This section describes the syntax
for "Uniform Resource Locators" (URLs):
that is, basically physical addresses
of objects which are retrievable
using protocols already deployed
on the net. The generic syntax provides
a framework for new schemes for names
to be resolved using as yet undefined
protocols.
The syntax is described in two parts.
Firstly, we give the syntax rules
of a completely specified name; secondly,
we give the rules under which parts
of the name may be omitted in a well-defined
context.
URL syntax
A complete URL consists of a naming
scheme specifier followed by a string
whose format is a function of the
naming scheme. For locators of information
on the internet, a common syntax
is used for the IP address part.
A BNF description of the URL syntax
is given in an a later section. The
components are as follows. Fragment
identifiers and partial URLs are
not involved in the basic URL definition.
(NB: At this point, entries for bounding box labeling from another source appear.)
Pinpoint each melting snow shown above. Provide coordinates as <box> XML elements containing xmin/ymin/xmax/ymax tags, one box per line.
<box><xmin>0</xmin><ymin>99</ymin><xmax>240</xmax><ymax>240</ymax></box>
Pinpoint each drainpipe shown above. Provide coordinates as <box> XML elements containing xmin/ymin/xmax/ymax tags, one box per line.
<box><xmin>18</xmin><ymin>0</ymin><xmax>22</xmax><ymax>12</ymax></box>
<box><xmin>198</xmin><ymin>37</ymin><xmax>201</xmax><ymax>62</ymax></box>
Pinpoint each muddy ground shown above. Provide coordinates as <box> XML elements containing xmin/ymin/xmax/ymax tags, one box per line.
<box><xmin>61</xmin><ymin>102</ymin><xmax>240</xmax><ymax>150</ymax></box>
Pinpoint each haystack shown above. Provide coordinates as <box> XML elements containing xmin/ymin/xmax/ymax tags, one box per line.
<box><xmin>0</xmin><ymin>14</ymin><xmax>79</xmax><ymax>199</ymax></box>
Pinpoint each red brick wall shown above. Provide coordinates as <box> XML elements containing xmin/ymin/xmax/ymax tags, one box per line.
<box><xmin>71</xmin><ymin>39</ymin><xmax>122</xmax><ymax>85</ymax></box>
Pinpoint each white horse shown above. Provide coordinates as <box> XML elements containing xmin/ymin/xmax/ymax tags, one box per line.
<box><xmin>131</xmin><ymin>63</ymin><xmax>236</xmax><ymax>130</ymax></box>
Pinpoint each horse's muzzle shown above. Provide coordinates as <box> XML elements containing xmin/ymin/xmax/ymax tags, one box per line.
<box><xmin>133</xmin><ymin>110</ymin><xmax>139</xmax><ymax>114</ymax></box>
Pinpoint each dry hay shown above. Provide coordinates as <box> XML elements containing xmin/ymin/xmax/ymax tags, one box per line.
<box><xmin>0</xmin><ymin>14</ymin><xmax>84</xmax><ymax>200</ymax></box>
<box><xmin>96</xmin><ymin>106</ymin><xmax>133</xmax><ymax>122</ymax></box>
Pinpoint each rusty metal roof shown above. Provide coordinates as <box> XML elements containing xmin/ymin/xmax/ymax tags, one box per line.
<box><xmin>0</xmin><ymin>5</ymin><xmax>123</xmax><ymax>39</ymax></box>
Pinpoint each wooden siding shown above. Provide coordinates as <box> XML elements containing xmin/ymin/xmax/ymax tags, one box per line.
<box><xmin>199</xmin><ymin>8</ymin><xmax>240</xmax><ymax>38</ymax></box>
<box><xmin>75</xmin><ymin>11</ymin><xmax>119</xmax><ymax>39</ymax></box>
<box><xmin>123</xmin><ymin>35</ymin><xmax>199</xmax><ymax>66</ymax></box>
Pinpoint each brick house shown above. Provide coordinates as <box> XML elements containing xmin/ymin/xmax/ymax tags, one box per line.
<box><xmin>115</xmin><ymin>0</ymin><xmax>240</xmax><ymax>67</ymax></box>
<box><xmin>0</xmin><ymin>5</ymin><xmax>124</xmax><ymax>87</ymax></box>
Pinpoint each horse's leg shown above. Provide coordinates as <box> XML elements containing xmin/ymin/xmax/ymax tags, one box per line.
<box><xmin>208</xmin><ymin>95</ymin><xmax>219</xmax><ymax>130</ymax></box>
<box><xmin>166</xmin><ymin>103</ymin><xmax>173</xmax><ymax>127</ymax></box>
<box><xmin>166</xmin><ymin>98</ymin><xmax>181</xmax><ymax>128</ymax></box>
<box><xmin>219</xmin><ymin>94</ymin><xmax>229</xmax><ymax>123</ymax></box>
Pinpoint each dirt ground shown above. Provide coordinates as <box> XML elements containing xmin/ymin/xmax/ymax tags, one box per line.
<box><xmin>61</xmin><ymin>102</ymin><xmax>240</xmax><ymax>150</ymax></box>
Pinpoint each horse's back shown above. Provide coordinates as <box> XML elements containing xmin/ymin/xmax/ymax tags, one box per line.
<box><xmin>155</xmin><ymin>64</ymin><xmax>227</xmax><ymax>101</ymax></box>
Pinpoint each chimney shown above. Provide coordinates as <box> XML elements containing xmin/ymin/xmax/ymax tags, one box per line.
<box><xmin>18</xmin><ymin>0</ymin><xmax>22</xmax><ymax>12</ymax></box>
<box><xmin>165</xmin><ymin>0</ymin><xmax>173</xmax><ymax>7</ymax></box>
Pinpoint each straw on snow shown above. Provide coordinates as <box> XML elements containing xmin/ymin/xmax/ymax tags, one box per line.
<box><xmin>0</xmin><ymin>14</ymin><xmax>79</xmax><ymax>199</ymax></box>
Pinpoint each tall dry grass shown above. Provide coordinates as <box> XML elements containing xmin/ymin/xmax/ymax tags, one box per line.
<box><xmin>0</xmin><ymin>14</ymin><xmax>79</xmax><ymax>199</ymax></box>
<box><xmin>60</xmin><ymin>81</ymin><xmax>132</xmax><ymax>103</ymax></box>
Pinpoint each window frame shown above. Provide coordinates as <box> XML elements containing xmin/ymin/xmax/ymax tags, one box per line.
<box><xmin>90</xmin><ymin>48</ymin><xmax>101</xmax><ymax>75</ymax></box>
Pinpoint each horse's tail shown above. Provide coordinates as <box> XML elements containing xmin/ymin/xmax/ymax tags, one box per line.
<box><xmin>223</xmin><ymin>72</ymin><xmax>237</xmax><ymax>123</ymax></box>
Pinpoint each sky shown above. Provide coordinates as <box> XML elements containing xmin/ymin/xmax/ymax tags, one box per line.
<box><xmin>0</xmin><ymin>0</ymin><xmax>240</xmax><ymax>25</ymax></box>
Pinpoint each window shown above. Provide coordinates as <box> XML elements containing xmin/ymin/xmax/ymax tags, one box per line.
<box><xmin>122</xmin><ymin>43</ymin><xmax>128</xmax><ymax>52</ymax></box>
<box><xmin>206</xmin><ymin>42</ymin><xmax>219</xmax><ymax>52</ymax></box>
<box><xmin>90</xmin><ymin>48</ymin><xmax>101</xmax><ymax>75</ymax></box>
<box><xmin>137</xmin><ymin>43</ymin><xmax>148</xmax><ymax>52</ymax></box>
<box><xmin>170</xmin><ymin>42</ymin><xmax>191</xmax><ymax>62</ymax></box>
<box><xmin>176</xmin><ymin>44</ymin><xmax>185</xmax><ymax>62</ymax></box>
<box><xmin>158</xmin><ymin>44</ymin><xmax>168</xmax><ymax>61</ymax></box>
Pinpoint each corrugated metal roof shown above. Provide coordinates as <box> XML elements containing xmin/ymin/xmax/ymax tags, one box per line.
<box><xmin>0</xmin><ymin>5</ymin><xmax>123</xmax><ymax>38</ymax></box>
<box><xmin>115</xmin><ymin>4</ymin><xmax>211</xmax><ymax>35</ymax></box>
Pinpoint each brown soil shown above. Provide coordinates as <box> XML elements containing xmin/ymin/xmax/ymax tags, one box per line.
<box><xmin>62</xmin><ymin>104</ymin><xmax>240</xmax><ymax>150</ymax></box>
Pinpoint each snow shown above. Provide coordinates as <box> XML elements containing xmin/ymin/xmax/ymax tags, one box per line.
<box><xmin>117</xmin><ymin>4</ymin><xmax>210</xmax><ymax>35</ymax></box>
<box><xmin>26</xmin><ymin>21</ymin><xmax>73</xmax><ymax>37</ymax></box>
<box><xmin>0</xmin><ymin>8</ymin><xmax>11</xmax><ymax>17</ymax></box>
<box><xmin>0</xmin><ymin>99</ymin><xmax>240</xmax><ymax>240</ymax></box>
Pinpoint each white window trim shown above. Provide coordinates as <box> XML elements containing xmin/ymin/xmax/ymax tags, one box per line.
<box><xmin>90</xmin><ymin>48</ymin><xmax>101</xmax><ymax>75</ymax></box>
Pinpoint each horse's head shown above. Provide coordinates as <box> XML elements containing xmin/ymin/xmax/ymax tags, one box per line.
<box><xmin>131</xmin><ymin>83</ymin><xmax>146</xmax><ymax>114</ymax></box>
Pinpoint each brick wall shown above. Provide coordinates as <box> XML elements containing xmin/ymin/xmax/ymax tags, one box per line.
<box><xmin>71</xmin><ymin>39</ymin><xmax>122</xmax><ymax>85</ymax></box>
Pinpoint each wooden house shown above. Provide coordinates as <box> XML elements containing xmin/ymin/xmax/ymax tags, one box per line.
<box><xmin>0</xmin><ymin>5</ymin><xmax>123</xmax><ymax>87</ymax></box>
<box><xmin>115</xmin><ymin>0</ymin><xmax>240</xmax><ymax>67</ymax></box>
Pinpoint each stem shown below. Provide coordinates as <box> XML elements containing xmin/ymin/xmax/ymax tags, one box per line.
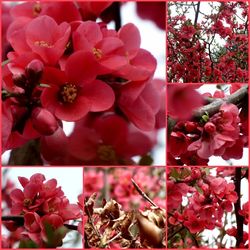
<box><xmin>194</xmin><ymin>85</ymin><xmax>248</xmax><ymax>118</ymax></box>
<box><xmin>234</xmin><ymin>167</ymin><xmax>244</xmax><ymax>248</ymax></box>
<box><xmin>131</xmin><ymin>179</ymin><xmax>159</xmax><ymax>208</ymax></box>
<box><xmin>2</xmin><ymin>215</ymin><xmax>77</xmax><ymax>231</ymax></box>
<box><xmin>168</xmin><ymin>85</ymin><xmax>248</xmax><ymax>135</ymax></box>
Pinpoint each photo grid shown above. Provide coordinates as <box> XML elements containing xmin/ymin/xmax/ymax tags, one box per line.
<box><xmin>0</xmin><ymin>0</ymin><xmax>250</xmax><ymax>249</ymax></box>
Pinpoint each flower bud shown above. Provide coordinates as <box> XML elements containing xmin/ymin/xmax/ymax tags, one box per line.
<box><xmin>25</xmin><ymin>59</ymin><xmax>44</xmax><ymax>83</ymax></box>
<box><xmin>31</xmin><ymin>107</ymin><xmax>59</xmax><ymax>135</ymax></box>
<box><xmin>204</xmin><ymin>122</ymin><xmax>216</xmax><ymax>134</ymax></box>
<box><xmin>136</xmin><ymin>213</ymin><xmax>163</xmax><ymax>247</ymax></box>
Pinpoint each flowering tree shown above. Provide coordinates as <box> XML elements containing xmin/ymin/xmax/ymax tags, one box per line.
<box><xmin>2</xmin><ymin>1</ymin><xmax>165</xmax><ymax>165</ymax></box>
<box><xmin>84</xmin><ymin>167</ymin><xmax>166</xmax><ymax>248</ymax></box>
<box><xmin>167</xmin><ymin>167</ymin><xmax>249</xmax><ymax>248</ymax></box>
<box><xmin>2</xmin><ymin>173</ymin><xmax>83</xmax><ymax>248</ymax></box>
<box><xmin>167</xmin><ymin>1</ymin><xmax>248</xmax><ymax>83</ymax></box>
<box><xmin>167</xmin><ymin>84</ymin><xmax>248</xmax><ymax>166</ymax></box>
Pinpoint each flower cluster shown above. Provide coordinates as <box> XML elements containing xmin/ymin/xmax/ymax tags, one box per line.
<box><xmin>167</xmin><ymin>2</ymin><xmax>248</xmax><ymax>83</ymax></box>
<box><xmin>84</xmin><ymin>167</ymin><xmax>166</xmax><ymax>211</ymax></box>
<box><xmin>4</xmin><ymin>174</ymin><xmax>83</xmax><ymax>247</ymax></box>
<box><xmin>168</xmin><ymin>84</ymin><xmax>248</xmax><ymax>165</ymax></box>
<box><xmin>84</xmin><ymin>189</ymin><xmax>166</xmax><ymax>249</ymax></box>
<box><xmin>167</xmin><ymin>167</ymin><xmax>249</xmax><ymax>248</ymax></box>
<box><xmin>2</xmin><ymin>2</ymin><xmax>165</xmax><ymax>165</ymax></box>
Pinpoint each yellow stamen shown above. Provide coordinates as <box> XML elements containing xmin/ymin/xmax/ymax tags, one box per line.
<box><xmin>60</xmin><ymin>84</ymin><xmax>77</xmax><ymax>103</ymax></box>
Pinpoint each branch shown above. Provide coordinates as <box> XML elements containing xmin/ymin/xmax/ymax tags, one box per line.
<box><xmin>167</xmin><ymin>85</ymin><xmax>248</xmax><ymax>136</ymax></box>
<box><xmin>194</xmin><ymin>2</ymin><xmax>201</xmax><ymax>26</ymax></box>
<box><xmin>234</xmin><ymin>167</ymin><xmax>244</xmax><ymax>248</ymax></box>
<box><xmin>194</xmin><ymin>85</ymin><xmax>248</xmax><ymax>118</ymax></box>
<box><xmin>2</xmin><ymin>215</ymin><xmax>77</xmax><ymax>231</ymax></box>
<box><xmin>131</xmin><ymin>179</ymin><xmax>159</xmax><ymax>208</ymax></box>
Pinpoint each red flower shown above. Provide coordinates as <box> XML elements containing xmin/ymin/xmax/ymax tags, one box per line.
<box><xmin>25</xmin><ymin>16</ymin><xmax>71</xmax><ymax>65</ymax></box>
<box><xmin>10</xmin><ymin>183</ymin><xmax>43</xmax><ymax>215</ymax></box>
<box><xmin>68</xmin><ymin>115</ymin><xmax>153</xmax><ymax>165</ymax></box>
<box><xmin>41</xmin><ymin>51</ymin><xmax>115</xmax><ymax>121</ymax></box>
<box><xmin>167</xmin><ymin>85</ymin><xmax>203</xmax><ymax>119</ymax></box>
<box><xmin>73</xmin><ymin>21</ymin><xmax>127</xmax><ymax>74</ymax></box>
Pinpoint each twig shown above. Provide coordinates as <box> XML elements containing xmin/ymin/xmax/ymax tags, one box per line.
<box><xmin>194</xmin><ymin>85</ymin><xmax>248</xmax><ymax>118</ymax></box>
<box><xmin>85</xmin><ymin>203</ymin><xmax>102</xmax><ymax>239</ymax></box>
<box><xmin>194</xmin><ymin>2</ymin><xmax>201</xmax><ymax>26</ymax></box>
<box><xmin>2</xmin><ymin>215</ymin><xmax>77</xmax><ymax>231</ymax></box>
<box><xmin>131</xmin><ymin>179</ymin><xmax>159</xmax><ymax>208</ymax></box>
<box><xmin>168</xmin><ymin>85</ymin><xmax>248</xmax><ymax>136</ymax></box>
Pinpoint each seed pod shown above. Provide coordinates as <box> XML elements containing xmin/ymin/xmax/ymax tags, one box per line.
<box><xmin>136</xmin><ymin>212</ymin><xmax>163</xmax><ymax>247</ymax></box>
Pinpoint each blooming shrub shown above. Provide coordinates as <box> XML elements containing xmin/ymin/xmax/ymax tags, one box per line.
<box><xmin>167</xmin><ymin>84</ymin><xmax>248</xmax><ymax>165</ymax></box>
<box><xmin>2</xmin><ymin>173</ymin><xmax>83</xmax><ymax>248</ymax></box>
<box><xmin>84</xmin><ymin>167</ymin><xmax>166</xmax><ymax>248</ymax></box>
<box><xmin>167</xmin><ymin>167</ymin><xmax>249</xmax><ymax>248</ymax></box>
<box><xmin>167</xmin><ymin>1</ymin><xmax>248</xmax><ymax>83</ymax></box>
<box><xmin>2</xmin><ymin>1</ymin><xmax>165</xmax><ymax>165</ymax></box>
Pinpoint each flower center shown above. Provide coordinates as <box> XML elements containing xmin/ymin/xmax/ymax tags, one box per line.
<box><xmin>60</xmin><ymin>84</ymin><xmax>77</xmax><ymax>103</ymax></box>
<box><xmin>23</xmin><ymin>199</ymin><xmax>32</xmax><ymax>207</ymax></box>
<box><xmin>34</xmin><ymin>41</ymin><xmax>53</xmax><ymax>48</ymax></box>
<box><xmin>92</xmin><ymin>48</ymin><xmax>103</xmax><ymax>59</ymax></box>
<box><xmin>97</xmin><ymin>145</ymin><xmax>116</xmax><ymax>163</ymax></box>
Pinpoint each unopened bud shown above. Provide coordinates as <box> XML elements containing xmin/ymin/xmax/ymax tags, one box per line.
<box><xmin>204</xmin><ymin>122</ymin><xmax>216</xmax><ymax>134</ymax></box>
<box><xmin>25</xmin><ymin>59</ymin><xmax>44</xmax><ymax>83</ymax></box>
<box><xmin>31</xmin><ymin>107</ymin><xmax>59</xmax><ymax>135</ymax></box>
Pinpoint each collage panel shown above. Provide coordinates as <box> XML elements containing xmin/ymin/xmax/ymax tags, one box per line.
<box><xmin>1</xmin><ymin>167</ymin><xmax>83</xmax><ymax>249</ymax></box>
<box><xmin>167</xmin><ymin>84</ymin><xmax>249</xmax><ymax>166</ymax></box>
<box><xmin>167</xmin><ymin>1</ymin><xmax>249</xmax><ymax>83</ymax></box>
<box><xmin>167</xmin><ymin>166</ymin><xmax>249</xmax><ymax>249</ymax></box>
<box><xmin>84</xmin><ymin>166</ymin><xmax>166</xmax><ymax>249</ymax></box>
<box><xmin>1</xmin><ymin>1</ymin><xmax>166</xmax><ymax>166</ymax></box>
To be a Uniform Resource Locator
as currently defined by the URI working
group, the whole string must start
with a constant prefix "URL:". Note
that to save space in this document,
some URLs may have been quoted throughout
without this preprefix.
Scheme
Within the URL of a object, the first
element is the name of the scheme,
separated from the rest of the object
by a colon. The rest of the URL follows
the colon in a format depending on
the scheme.
Internet protocol parts
Those schemes which refer to internet
protocols mostly have a common syntax
for the rest of the object name.
This starts with a double slash "//"
to indicate its presence, and continues
until the following slash "/". Within
that section are
- An optional user name,
- if required
(as it is with a few FTP servers).
The password, is present, follows
the user name, separated from it
by a colon; the user name and optional
password are followed by a commercial
at sign "@". The user of user name
and passwords which are public is
discouraged.
- The internet domain name
- of the host
in RFC1037 format (or, optionally
and less advisably, the IP address
as a set of four decimal digits)
- The port number,
- if it is not the
default number for the protocol,
is given in decimal notation after
a colon.
- Path
- The rest of the locator is known
as the "path". It may define details
of how the client should communicate
with the server, including information
to be passed transparently to the
server without any processing by
the client.
The path is interpreted in a manner
dependent on the scheme being used.
Generally, the reserved slash "/"
character (ASCII 2F hex) denotes
a level in a hierarchical structure,
the higher level part to the left
of the slash.
When a system uses a local addressing
scheme, it is useful to provide a
mapping from local addresses into
URLs so that references to objects
within the addressing scheme may
be referred to globally, and possibly
accessed through gateway servers.
Any mapping scheme may be defined
provided it is unambiguous, reversible,
and provides valid URLs. It is recommended
that where hierarchical aspects to
the local naming scheme exist, they
be mapped onto the hierarchical URL
path syntax in order to allow the
partial form to be used.
The following encoding method shall
be used for mapping WAIS, FTP, Prospero
and Gopher addresses onto URLs. Where
the local naming scheme uses octet
values which are not allowed in the
URL, these shall be represented in
the URL by a percent sign "%" followed
by two hexadecimal digits (0-9, A-F)
giving the value for that octet.
This specification makes no assumptions
or requirements about the character
sets, if any, referred to be the
(decoded) octets a URL. Character
codes other than those allowed by
the syntax shall not be used unencoded
in a URL.
The same encoding method may be used
for encoding characters whose use,
although technically allowed in a
URL, would be unwise due to problems
of corruption by imperfect gateways
or misrepresentation due to the use
of variant character sets, or which
would simply be awkward in a given
environment. Because a % sign always
indicates an encoded character, a
URL may be made safer simply by encoding
any characters considered unsafe,
while leaving already encoded characters
still encoded. Similarly, in cases
where a larger set of characters
is acceptable, % signs can be selectively
and reversibly expanded.
The reserved characters shall however
never be arbitrarly encoded and decoded.